Most recent kernel where this bug did *NOT* occur: 2.6.20.1 Distribution: Suse 10.1 Hardware Environment: Dell or PC with Intel Dual Core 64 Processors Software Environment: kernel 2.6.20.1 with revised patch fron http://bugzilla.kernel.org/show_bug.cgi?id=7916 Problem Description: File locking over NFS works, but needs about 30 seconds Steps to reproduce: use pearl script: #!/usr/bin/perl use Fcntl ':flock'; # import LOCK_* constants print("Just before opening file.\n"); open(LOCKFILE,">testlockfile") or die "Error: Could not write to lock file: testlockfile: $!\n"; print("Just before locking file.\n"); flock(LOCKFILE,LOCK_EX); print("Just before unlocking file.\n"); flock(LOCKFILE,LOCK_UN); print("All done. File locked and unlocked.\n"); unlink("testlockfile"); exit(0);
Here is some more information about the problem: we are running a Dell cluster and also other Pc's with Intel Dual Core processors with a Suse 10.1 distribution. On all platforms we noticed the same behaviour: The kernel 2.6.18 in the Suse distribution produces wrong data on the disc when written over nfs. After updating to kernel 2.6.20.1 this problem was resolved, but under some nfs-load a kernel bug (kernel BUG at fs/inode.c) regularly occured so that we applied the revised patch from http://bugzilla.kernel.org/show_bug.cgi?id=7916 now the system and nfs seems to run stable, but unfortunately file locking is now extremely slow so that applications run into timouts and we receive the following kernel messages (from dmesg): ... statd: server localhost not responding, timed out lockd: cannot monitor HOSTNAME lockd: failed to monitor HOSTNAME After some googling, I found the following perl script to test file locking: #!/usr/bin/perl use Fcntl ':flock'; # import LOCK_* constants print("Just before opening file.\n"); open(LOCKFILE,">testlockfile") or die "Error: Could not write to lock file: testlockfile: $!\n"; print("Just before locking file.\n"); flock(LOCKFILE,LOCK_EX); print("Just before unlocking file.\n"); flock(LOCKFILE,LOCK_UN); print("All done. File locked and unlocked.\n"); unlink("testlockfile"); exit(0); running this on an nfs mounted file system gives the following result: time perlscript Just before opening file. Just before locking file. Just before unlocking file. All done. File locked and unlocked. real 0m30.068s user 0m0.012s sys 0m0.000s so it takes about 30 seconds to do the file locking. on other machines running an older kernel 2.6.18 but the same hardware and software configuration, I get the same messages but the times were: real 0m0.297s user 0m0.028s sys 0m0.012s any hints, what is going wrong? here are the details of the system: uname -a Linux HOSTNAME 2.6.20.1 #4 SMP Tue Mar 6 11:57:25 CET 2007 x86_64 x86_64 x86_64 GNU/Linux
I think what you're seeing is related to the kernel statd support in Suse (mea culpa). You upgraded to mainline, which doesn't have that (yet), so you also need to run the user space rpc.statd (which Suse doesn't ship). You probably need to get it from nfs-utils and build and install it yourself.

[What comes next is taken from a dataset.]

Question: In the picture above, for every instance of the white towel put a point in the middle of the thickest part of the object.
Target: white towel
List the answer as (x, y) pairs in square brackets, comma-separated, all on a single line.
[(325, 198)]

So I installed: libgssapi-0.10.tar.gz librpcsecgss-0.14 nfs-utils-1.0.10.tar.gz after starting "statd" from nfs-utils the problem vanishes. So this seems to be a Suse related problem. Thank you Olaf Kirch for the fast response. Although I think that Suse should have supplied a kernel update concerning the production of wrong data over nfs, which I mentioned in my problem description. That is really something which has caused quite some headache.
Closing bug, since this appears to be a SuSE distribution issue rather than a mainline kernel breakage.